Sound financial planning has moved away from a guessing game when viewing the future. Smart tools are available to take the pressure off advice professionals when building assumptions of market movements, but choosing the right tool is vital for business.
Making assumptions is a vital element of financial planning – yet this rarely attracts the spotlight amid the hubbub of regulatory messaging to ensure client suitability. The reality is stark. Get market assumptions wrong, and the entire plan can go awry at a rate of knots. Talking of which, both planner and client can be confused about what has gone wrong as the future plays out. Ultimately sparking awkward conversations, or worse, triggering the blame game.
A fit-for-purpose financial plan needs to incorporate and pivot on realistic projections of future investment performance. That much is a given. But, of course, no one can know what will happen in the future. On the other hand, we can never assume that any pattern of past happenings will continue for six months, a year, five years or ten. So what can the planner do to avoid potentially large pitfalls when making assumptions? It’s a big question of more than passing interest to an advised client – and the circling regulator.
Planners commonly shy away from fund picking, choosing to outsource investment selection because they understand layers of intricacies in matching funds to investment priorities. This saves time and energy, and deferring to experts who know funds inside out reduces the fear of unsuitability. So the question must then be posed: why play in risky waters with market assumptions when a planner can lean on external expertise with the know-how and the capacity to generate credible projections on a scientific basis?
A barrage of insistent questions can assail an uneasy financial planner in the dead of night. How do we forecast things we have no control over? How will assets evolve and play out? How will risk play out over the next 10 to 20 years? Is our definition of risk different from our peers in the profession? How do we get risk mapping right?
Various modelling tools are available on the market that responds to the challenge of ensuring market assumptions fit the purpose. However, while there’s an array of externally provided models that planners can utilise to establish performance forecasts, it’s important to understand and take account of the difference between deterministic and stochastic modelling.

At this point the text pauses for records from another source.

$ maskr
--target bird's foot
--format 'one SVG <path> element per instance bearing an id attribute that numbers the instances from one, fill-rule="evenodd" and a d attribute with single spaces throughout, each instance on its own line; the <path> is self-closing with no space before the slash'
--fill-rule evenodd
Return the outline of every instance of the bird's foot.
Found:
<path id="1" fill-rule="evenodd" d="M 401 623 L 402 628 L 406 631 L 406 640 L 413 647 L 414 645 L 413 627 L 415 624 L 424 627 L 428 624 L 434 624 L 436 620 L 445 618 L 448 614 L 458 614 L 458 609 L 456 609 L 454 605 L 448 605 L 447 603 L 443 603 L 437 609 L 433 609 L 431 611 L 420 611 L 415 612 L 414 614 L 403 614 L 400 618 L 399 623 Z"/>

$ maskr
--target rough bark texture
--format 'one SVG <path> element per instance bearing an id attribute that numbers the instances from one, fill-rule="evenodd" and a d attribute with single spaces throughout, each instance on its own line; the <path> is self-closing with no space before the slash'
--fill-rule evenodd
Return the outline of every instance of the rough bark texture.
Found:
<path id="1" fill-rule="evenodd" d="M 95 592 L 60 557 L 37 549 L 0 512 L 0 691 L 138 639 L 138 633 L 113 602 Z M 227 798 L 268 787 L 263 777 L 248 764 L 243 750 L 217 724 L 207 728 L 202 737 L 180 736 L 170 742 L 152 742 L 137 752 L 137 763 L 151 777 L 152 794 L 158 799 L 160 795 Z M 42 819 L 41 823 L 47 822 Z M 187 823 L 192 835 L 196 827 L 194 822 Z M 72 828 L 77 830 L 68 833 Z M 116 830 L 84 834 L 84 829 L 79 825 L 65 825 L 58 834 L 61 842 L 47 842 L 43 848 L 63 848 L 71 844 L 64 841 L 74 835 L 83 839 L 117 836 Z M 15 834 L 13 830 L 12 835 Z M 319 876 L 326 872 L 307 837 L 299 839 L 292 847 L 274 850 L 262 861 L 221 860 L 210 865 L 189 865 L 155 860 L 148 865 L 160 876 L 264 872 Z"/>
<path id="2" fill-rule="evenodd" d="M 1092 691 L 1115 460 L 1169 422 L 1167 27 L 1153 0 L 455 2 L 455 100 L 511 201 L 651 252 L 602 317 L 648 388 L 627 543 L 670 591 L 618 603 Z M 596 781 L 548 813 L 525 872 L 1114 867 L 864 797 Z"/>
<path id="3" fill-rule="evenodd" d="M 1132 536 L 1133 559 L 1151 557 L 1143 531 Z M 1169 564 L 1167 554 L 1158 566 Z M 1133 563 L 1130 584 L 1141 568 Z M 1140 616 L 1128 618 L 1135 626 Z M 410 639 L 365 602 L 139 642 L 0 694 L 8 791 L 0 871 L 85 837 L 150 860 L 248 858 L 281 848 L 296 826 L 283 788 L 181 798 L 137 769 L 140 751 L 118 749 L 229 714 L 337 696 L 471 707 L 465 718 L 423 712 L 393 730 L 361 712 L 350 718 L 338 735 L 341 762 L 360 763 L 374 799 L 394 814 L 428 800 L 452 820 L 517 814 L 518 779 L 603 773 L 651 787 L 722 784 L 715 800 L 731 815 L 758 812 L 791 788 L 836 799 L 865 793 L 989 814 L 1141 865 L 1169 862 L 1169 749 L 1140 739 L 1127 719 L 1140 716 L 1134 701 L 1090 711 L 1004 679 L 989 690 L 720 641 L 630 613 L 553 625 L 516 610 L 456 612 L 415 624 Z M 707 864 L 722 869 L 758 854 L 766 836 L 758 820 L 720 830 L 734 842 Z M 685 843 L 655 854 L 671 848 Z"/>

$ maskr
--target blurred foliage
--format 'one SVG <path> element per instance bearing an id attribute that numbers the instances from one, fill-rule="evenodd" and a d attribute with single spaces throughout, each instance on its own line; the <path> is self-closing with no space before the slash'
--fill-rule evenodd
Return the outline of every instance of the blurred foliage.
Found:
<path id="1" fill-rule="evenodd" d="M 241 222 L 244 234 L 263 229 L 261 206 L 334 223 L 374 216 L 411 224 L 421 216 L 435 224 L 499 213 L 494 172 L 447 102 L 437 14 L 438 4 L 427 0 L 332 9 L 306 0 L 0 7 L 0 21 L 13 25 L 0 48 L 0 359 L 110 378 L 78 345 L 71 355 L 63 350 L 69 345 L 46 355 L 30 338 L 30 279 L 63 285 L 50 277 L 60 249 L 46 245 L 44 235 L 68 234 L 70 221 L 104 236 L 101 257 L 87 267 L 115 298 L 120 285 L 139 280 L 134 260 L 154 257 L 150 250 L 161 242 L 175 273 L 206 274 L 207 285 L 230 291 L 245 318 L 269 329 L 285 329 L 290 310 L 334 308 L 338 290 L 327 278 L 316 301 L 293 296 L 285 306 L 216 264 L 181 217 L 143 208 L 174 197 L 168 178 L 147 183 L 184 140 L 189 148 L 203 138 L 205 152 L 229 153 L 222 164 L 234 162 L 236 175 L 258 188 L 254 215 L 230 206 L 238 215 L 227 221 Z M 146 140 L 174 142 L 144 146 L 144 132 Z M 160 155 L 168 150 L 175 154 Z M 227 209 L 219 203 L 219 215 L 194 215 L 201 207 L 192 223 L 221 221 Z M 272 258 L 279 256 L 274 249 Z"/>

Deterministic models have conventionally been used in tools to project future investment returns. Although deterministic models benefit from simplicity, they rely on single assumptions about long-term average returns and inflation, signifying a level of certainty where none exists. Such outcomes, particularly income drawdown outcomes, can easily be upended by the unexpected implications of sequencing risk, with no allowance for the fact that markets are complex, irregular… and ever-changing. Ultimately, deterministic models can prove to be inadequate and potentially misleading.
Stochastic models, to the contrary, can reflect real-world economic scenarios, generating a spectrum of possible outcomes an investor may experience and the relative likelihood of each. The key here is that in avoiding the major shortfalls inherent in deterministic models, stochastic models bring forth realistic and robust forecasts that demonstrate the suitability and enable clients to make well-informed and sensible choices of where to invest. And this will have a direct impact on their future wealth prospects and continuing lifestyle.
Read our accompanying blog, Stochastic vs Deterministic Models: Understand the Pros and Cons, to learn more about the market's different types of asset models.
‘Realistic future modelling’ are the three words a planner wants to hear and act upon, having moved swiftly away from finger-in-the-wind guesses. But as is the way of the world, not all stochastic models are the same – and care must be taken to adopt a model that properly delivers on the premise of realism.
Important considerations include:
Traditional stochastic models can come up short on these aspects. The stochastic model chosen must be robust and repeatedly deliver on the planner’s expectations. Not to be overlooked is the issue of the cost of PI cover. Employing – and being seen to employ – fit-for-purpose modelling from a trusted provider can keep PI costs under control. However, what’s most vital to advice firms is avoiding pitfalls that can be eliminated using the right tools.
To put it bluntly, a good model empowers suitable advice. The opposite is nightmarish as the regulator shines more light on whether the profession serves the advised consumer’s best interests.